2. "Residential lines in particular ... hardware caves when too many connections are open in parallel" - this appears to be plain incorrect. A Pi based relay was recently reported here by @balbea that has 20%/60% CPU/memory utilization, respectively, 21 mbps (measured) peak/900 kbps (measured) average utilization by Tor, with 1300 simultaneous connections. The speed @balbea could squeeze out of his residential ISP is pretty amazing and, despite my call on this forum for further examples, unbeated and, to the best of my knowledge, all but unprecedented.

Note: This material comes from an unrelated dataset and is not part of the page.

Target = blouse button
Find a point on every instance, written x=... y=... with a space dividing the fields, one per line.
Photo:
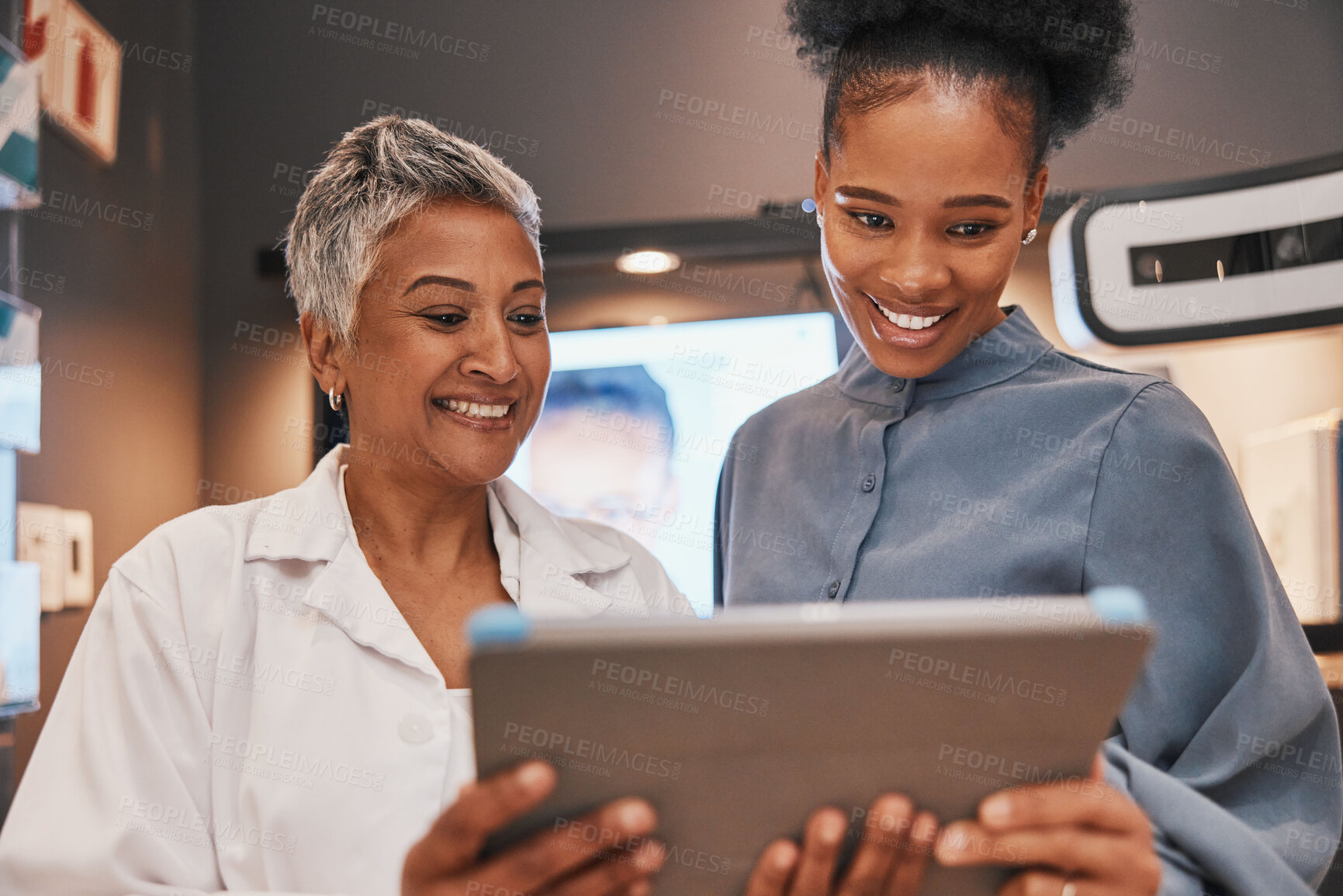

And that's at 60% utilization of the bottleneck resource - the memory and the obvious under-utilization by Tor.  If anybody's residential relay "caves" he should get a $35 Raspberry Pi and - yay - no more caving hardware.

 

3. "the connection (which most often is asymmetric, with less upload capacity than down) were any near saturated using the internet would become a horribly slow and unpleasant experience" - I see no problem whatsoever to engineer  the use of bandwidth to 50% or 40% of the peak down  BW available to the relay, so that this problem will never happen. After all, every Tor instance does a bandwidth self-test and knows what's its peak down capacity. So this appears to be a non-issue (or maybe an issue that was "neglected by design").

 

So again, many of your arguments are convincing but there appears to be room for re-engineering the parts of Tor that deal with small relays, to get a greater benefit from them.

 

Moreover, there seems to be a disconnect between what I read, including on official Tor site, and the true state of affairs with small relays as presented by you. You are obviously a knowledgeable guy, and a member of the team that actually runs Tor and makes decisions. This makes me take your statement that running a small bridge is actually harmful, very seriously.

 

Therefore, based what you say, my logical conclusion is as follows: the best thing for Tor would be as many people as possible running exits; but since this is beyond the risk most people are willing to take, the next best thing is running a BIG and stable guard or a BIG and stable bridge. The lowest priority is a bandwidth-wise small (even if stable) residential relay or a small bridge, to the extent that these (the small ones) are not really needed and are actually likely to do damage by  overloading the Tor descriptor distribution mechanism or screwing up the way people use bridges, respectively.

 

Which makes me wonder - why aren't there clear guidelines on Tor site about this? I have read there (I do not remember on which page) the following recommendation (or rather, a call for action with an exclamation mark): "If you cannot be an exit, be a relay. If you cannot be a relay, be a bridge!" This is obviously addressed to people who do not have intimate knowledge of Tor and may be just about to make a decision to run a node. Nobody tells them that they should not run a bridge or a relay if they are on residential premises, let alone that this could actually do more damage than good.